Il étudiait et pratiquait la médecine pendant trois décennies.
Le Dr Odeshow et un ami dans sa clinique d’Al-Hasakah, située au nord-est de la Syrie. (Fourni)
Mais il n’a pas pu exercer comme médecin depuis son arrivée en Australie en 2016.
Au lieu de cela, il est employé comme travailleur de soutien à temps partiel au NDIS, pendant qu’il travaille à l’obtention de l’accréditation locale dont il a besoin pour exercer à nouveau la médecine.
Le processus comprend des examens d’anglais et de médecine, ainsi qu’un « stage d’observation » non rémunéré de six mois.
Cela pourrait prendre encore deux ans pour satisfaire à toutes les exigences, ce qui signifie qu’il aura arrêté ses études de médecine depuis plus de 10 ans.
“C’est difficile pour moi parce que j’ai travaillé pendant de nombreuses années comme médecin”, a-t-il déclaré.
Difficile pour les réfugiés qualifiés d’acquérir une expérience locale
Louise Olliff, conseillère politique principale au Refugee Council of Australia, a déclaré qu’il s’agit d’un scénario courant parmi les réfugiés et les demandeurs d’asile hautement qualifiés, même dans les secteurs où les pénuries de compétences sont généralisées, comme la médecine et la dentisterie.
Le Dr Olliff a déclaré que les réfugiés qualifiés sont confrontés à un processus long et coûteux pour faire reconnaître leurs qualifications. (Fourni : Conseil des réfugiés d’Australie)
“(Ils) arrivent en Australie avec une expérience significative en matière de compétences pertinentes pour le marché du travail australien”, a expliqué le Dr Olliff.
“Mais faire reconnaître ces compétences et qualifications… c’est un énorme défi”, a-t-elle déclaré.
“C’est très complexe et peut être un processus très long et coûteux.”
Laurie Nowell des Services d’éducation multiculturelle pour adultes (AMES) a déclaré que de nombreux arrivants humanitaires se trouvaient dans une situation impossible.

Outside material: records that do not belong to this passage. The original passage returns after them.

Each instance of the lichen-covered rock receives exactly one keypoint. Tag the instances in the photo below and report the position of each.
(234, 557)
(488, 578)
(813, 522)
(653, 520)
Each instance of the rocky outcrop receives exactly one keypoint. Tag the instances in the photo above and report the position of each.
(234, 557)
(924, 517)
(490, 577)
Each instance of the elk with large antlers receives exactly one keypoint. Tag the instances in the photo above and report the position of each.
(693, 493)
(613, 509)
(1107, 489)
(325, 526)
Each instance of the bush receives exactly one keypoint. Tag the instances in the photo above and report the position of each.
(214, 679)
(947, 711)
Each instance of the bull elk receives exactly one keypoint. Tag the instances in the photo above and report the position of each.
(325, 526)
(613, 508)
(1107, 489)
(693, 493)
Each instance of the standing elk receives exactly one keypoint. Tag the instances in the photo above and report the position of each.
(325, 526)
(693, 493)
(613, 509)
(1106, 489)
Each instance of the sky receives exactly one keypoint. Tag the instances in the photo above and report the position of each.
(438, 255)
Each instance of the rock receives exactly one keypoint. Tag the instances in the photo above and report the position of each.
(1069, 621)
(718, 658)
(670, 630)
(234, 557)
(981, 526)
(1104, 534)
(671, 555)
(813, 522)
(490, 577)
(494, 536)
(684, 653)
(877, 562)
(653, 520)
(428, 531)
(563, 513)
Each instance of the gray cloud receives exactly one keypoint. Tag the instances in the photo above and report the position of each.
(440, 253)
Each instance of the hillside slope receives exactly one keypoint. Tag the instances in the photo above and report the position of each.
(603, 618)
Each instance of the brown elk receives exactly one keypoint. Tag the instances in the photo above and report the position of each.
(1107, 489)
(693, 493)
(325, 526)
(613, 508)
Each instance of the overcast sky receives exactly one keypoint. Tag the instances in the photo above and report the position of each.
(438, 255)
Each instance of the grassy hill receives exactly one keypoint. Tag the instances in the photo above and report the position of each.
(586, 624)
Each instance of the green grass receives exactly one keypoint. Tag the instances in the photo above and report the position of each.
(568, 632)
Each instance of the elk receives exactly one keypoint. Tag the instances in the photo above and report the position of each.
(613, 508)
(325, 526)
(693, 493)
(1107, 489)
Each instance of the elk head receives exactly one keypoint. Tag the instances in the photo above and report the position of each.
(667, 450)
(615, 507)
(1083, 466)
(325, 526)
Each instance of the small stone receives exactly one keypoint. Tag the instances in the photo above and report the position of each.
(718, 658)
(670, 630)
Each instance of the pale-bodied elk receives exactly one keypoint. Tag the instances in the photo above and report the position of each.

“Beaucoup d’employeurs veulent une expérience locale, ce qui est une situation sans issue, car si vous n’avez pas d’emploi, vous ne pouvez pas acquérir d’expérience locale”, a déclaré M. Nowell.
“Nous avons tous entendu des histoires de chirurgiens du cerveau conduisant des taxis et nous les voyons en réalité assez souvent”, a-t-il déclaré.
M. Nowell a déclaré que les réfugiés qualifiés avaient du mal à mettre le pied dans la porte. (ABC News : Ashleigh Barraclough)
Le manque d’expérience locale s’est avéré être une énorme pierre d’achoppement pour le réfugié yéménite Mohammed Hassan.
Il est arrivé à Melbourne en 2022 avec des diplômes internationaux en génie civil, une expérience professionnelle au Moyen-Orient et en Chine et la maîtrise de trois langues.
Mais cela ne signifiait pas grand-chose pour les employeurs potentiels.
“Avant de venir en Australie, j’étais heureux d’avoir des qualifications internationales et j’ai entendu dire qu’il y avait une pénurie d’ingénieurs ici en Australie”, a-t-il déclaré.
“Mais quand je suis arrivé ici, j’ai découvert que c’était totalement différent.”
M. Hassan a eu du mal à trouver un emploi dans l’ingénierie malgré son expérience professionnelle au Moyen-Orient et en Chine. (Fourni)
Son collègue ingénieur Ameen Alibrahim est arrivé en Australie en tant que réfugié syrien en 2022.
“Quand la guerre civile a éclaté, tout est devenu mauvais”, se souvient-il.
“Nous n’entendons plus que le bruit des obus et nous ne voyons plus que la mort et les déplacements”, a-t-il déclaré.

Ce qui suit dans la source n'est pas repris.